Eric Richter erichte@linux.ibm.com writes:
This patch introduces an optimized powerpc64 assembly implementation for sha512-compress, derived from the implementation for sha256-compress-n.
Thanks, I'm about to merge this. One question: When you store non-volatile registers on the stack,
- li T0, -8
- li T1, -24
- stvx v20, T0, SP
- stvx v21, T1, SP
Why the offsets -8 and -24? My understanding is that on entry, SP is 16-byte aligned ("quad word"), and that the 8 bytes starting at the SP value typically holds the caller's back chain pointer, so we shouldn't be clobbering those bytes? (I'm looking at the stack frame figure on page 34 in the v2.1.5 abi spec downloaded from https://openpowerfoundation.org/specifications/64bitelfabi/).

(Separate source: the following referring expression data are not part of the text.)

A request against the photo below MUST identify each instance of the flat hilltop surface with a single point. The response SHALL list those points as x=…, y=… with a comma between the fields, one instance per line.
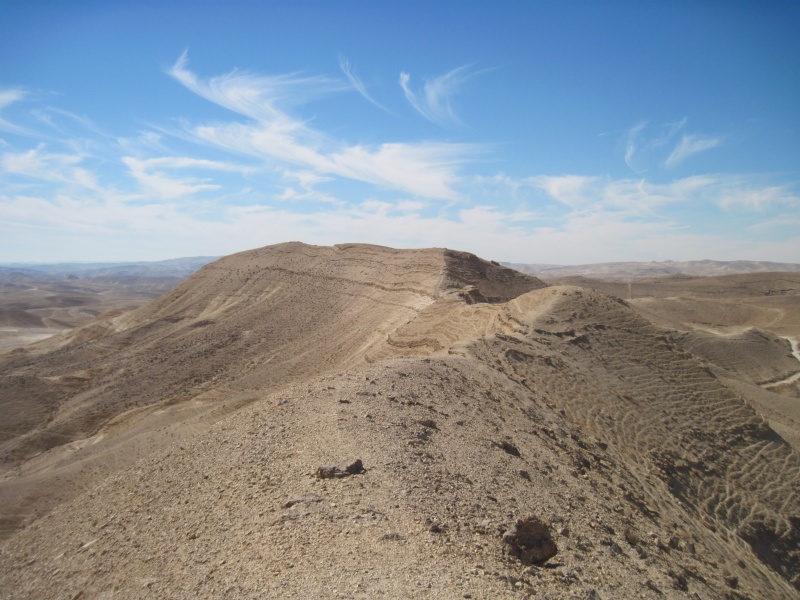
x=361, y=422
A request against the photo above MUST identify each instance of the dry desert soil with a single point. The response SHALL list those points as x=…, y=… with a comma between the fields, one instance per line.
x=361, y=422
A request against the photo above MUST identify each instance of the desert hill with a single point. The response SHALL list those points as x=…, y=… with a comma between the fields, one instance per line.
x=628, y=270
x=178, y=447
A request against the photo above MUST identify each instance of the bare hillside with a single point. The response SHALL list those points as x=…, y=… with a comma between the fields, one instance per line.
x=358, y=422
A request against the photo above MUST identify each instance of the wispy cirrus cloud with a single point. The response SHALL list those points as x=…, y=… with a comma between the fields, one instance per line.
x=427, y=169
x=39, y=164
x=642, y=150
x=154, y=179
x=434, y=101
x=7, y=98
x=689, y=145
x=359, y=86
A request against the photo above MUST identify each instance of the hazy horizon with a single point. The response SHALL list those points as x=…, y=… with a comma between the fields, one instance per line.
x=527, y=132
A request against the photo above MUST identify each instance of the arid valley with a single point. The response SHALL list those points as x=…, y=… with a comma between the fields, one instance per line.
x=356, y=421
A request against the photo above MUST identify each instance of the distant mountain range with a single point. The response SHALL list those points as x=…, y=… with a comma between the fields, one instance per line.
x=622, y=270
x=174, y=267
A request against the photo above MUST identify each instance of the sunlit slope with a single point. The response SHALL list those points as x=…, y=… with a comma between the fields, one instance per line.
x=257, y=320
x=657, y=479
x=690, y=440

I would have expected offsets -16 and -32. The file powerpc64/p8/sha256-compress-n.asm, which I merged some month ago, also uses -8 and -24. While, e.g., powerpc64/p8/ghash-update.asm, uses offsets -16 and -32.
I also think the gpr register usage could be trimmed a bit. T0 and T1 are used only in function prologue and epilogue, and could overlap with something else using volatile registers. And the two registers TC32, TC48 could be replaced by a single register STATE32 = STATE + 32. But that can be tweaked after merge.
Regards, /Niels